3.7.2010
PT
Jornal Oficial da União Europeia
C 179/26
Recurso interposto em 6 de Maio de 2010 por Lufthansa AirPlus Servicekarten GmbH do acórdão proferido pelo Tribunal Geral (Sexta Secção) em 3 de Março de 2010 no processo T-321/07, Lufthansa AirPlus Servicekarten GmbH/Instituto de Harmonização do Mercado Interno (marcas, desenhos e modelos)
(Processo C-216/10 P)
2010/C 179/42
Língua do processo: inglês
Partes
Recorrente: Lufthansa AirPlus Servicekarten GmbH (representantes: R. Kunze, G. Würtenberger, Rechtsanwälte)

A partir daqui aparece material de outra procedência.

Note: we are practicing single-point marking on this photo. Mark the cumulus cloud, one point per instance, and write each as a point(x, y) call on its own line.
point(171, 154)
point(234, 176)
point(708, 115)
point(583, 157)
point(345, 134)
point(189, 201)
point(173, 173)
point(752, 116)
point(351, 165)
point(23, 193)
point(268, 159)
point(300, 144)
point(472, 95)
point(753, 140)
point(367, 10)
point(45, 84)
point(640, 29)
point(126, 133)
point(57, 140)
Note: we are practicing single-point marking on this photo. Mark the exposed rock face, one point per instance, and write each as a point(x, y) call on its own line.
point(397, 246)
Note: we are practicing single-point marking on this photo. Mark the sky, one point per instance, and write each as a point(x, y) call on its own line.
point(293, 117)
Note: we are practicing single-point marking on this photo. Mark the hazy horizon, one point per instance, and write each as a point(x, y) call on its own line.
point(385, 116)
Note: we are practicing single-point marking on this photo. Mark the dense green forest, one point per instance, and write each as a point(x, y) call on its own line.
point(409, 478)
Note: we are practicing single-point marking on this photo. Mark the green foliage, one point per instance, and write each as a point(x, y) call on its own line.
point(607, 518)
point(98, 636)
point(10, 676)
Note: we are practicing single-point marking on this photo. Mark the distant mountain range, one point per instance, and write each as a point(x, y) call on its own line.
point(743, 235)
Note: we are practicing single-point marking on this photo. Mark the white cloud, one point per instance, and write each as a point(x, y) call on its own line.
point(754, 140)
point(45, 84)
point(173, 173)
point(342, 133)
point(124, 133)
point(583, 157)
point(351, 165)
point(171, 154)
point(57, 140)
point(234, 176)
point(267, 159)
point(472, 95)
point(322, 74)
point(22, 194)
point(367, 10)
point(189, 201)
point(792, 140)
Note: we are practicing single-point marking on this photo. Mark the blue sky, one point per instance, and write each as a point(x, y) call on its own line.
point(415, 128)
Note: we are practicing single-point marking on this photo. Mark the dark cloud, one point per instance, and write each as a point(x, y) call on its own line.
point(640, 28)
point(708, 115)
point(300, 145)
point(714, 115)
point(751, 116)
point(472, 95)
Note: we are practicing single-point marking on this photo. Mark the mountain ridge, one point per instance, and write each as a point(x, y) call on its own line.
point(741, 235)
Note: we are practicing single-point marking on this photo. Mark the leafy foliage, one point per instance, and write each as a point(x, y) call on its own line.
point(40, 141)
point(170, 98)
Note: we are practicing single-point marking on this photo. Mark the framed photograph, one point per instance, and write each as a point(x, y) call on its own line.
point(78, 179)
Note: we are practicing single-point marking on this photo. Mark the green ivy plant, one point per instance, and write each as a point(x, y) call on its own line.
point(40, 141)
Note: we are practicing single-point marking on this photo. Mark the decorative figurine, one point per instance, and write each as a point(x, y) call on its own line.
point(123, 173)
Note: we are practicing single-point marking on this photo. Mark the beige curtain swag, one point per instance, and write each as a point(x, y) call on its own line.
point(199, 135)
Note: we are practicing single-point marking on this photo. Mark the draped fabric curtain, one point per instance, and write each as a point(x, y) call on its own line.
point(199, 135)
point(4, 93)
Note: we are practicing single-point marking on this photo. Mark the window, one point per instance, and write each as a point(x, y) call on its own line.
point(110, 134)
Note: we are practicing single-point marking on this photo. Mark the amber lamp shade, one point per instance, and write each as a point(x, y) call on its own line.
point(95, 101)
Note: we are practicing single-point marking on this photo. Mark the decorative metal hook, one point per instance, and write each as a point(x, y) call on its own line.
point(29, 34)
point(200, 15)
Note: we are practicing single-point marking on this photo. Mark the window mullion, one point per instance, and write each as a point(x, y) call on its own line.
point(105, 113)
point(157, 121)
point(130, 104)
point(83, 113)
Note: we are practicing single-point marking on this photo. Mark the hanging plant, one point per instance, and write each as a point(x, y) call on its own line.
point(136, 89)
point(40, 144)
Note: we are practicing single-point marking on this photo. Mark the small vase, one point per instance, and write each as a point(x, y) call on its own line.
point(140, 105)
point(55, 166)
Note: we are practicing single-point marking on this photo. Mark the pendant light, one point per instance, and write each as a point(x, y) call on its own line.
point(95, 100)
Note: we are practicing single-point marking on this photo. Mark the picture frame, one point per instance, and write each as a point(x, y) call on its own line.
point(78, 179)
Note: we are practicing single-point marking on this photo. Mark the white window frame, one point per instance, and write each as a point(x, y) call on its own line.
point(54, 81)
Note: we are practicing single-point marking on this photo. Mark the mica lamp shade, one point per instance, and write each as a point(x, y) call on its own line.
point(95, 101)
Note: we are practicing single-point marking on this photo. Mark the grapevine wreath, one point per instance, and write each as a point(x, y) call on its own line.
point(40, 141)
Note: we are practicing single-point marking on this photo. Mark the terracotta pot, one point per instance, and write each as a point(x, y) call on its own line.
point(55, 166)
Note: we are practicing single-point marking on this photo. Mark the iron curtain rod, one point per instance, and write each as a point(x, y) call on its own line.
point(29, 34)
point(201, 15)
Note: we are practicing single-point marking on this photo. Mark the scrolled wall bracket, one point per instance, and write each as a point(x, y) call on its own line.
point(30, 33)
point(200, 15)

Outras partes no processo: Instituto de Harmonização do Mercado Interno (marcas, desenhos e modelos); Applus Servicios Tecnológicos, SL
Pedidos da recorrente
A recorrente pede que o Tribunal de Justiça:
—
Anule o acórdão do Tribunal Geral de 3 de Março de 2010, no processo T-321/07, Lufthansa AirPlus Servicekarten GmbH/IHMI — Applus Servicios Tecnológicos, SL (o acórdão impugnado), pelo qual o Tribunal Geral negou provimento ao recurso da decisão da Segunda Câmara de Recurso do Instituto de Harmonização do Mercado Interno (marcas, desenhos e modelos) (IHMI), de 7 de Junho de 2007, que negou provimento ao recurso da decisão da Divisão de Oposição, pela qual a oposição deduzida contra o pedido de registo da marca comunitária 002 933 356 foi indeferida.
—
Preveja uma audiência de alegações no Tribunal de Justiça após conclusão da fase escrita;
—
Condene o recorrido nas despesas.
Fundamentos e principais argumentos
A recorrente alega que o acórdão do Tribunal Geral deveria ser anulado com base nos seguintes fundamentos:
—
O Tribunal Geral confirmou, erradamente, a apreciação da Câmara de Recurso relativa aos critérios aplicáveis ao risco de confusão, nos termos do artigo 8.o, n.o 1, alínea b), do Regulamento sobre a marca comunitária (1) (a seguir, «RMC»);
—
O Tribunal Geral cometeu um erro pelo facto de não apreciar a oposição deduzida pela recorrente com fundamento no artigo 8.o, n.o 5 do RMC;
—
O Tribunal Geral violou o artigo 75.o do RMC ao decidir que a Câmara de Recurso podia não proceder a um exame aprofundado dos argumentos remanescentes da recorrente, em particular os relativos ao carácter distintivo da marca da recorrente registada anteriormente, «por razões de economia processual»;
—
O acórdão recorrido viola o artigo 76.o do RMC;
—
O Tribunal Geral errou ao admitir que o facto de o IHMI não ter informado a recorrente da mudança de titular dos pedidos de marca comunitária, privando-a, assim, da possibilidade de apresentar observações sobre a mudança de parte, não constituía uma violação grave do direito da recorrente a ser ouvida;
—
O Tribunal Geral proferiu uma condenação nas despesas não conforme com as disposições relevantes do direito da União Europeia.
(1) Regulamento do Conselho (CE) n.o 40/94, de 20 de Dezembro de 1993, sobre a marca comunitária, JO L 11, p. 1.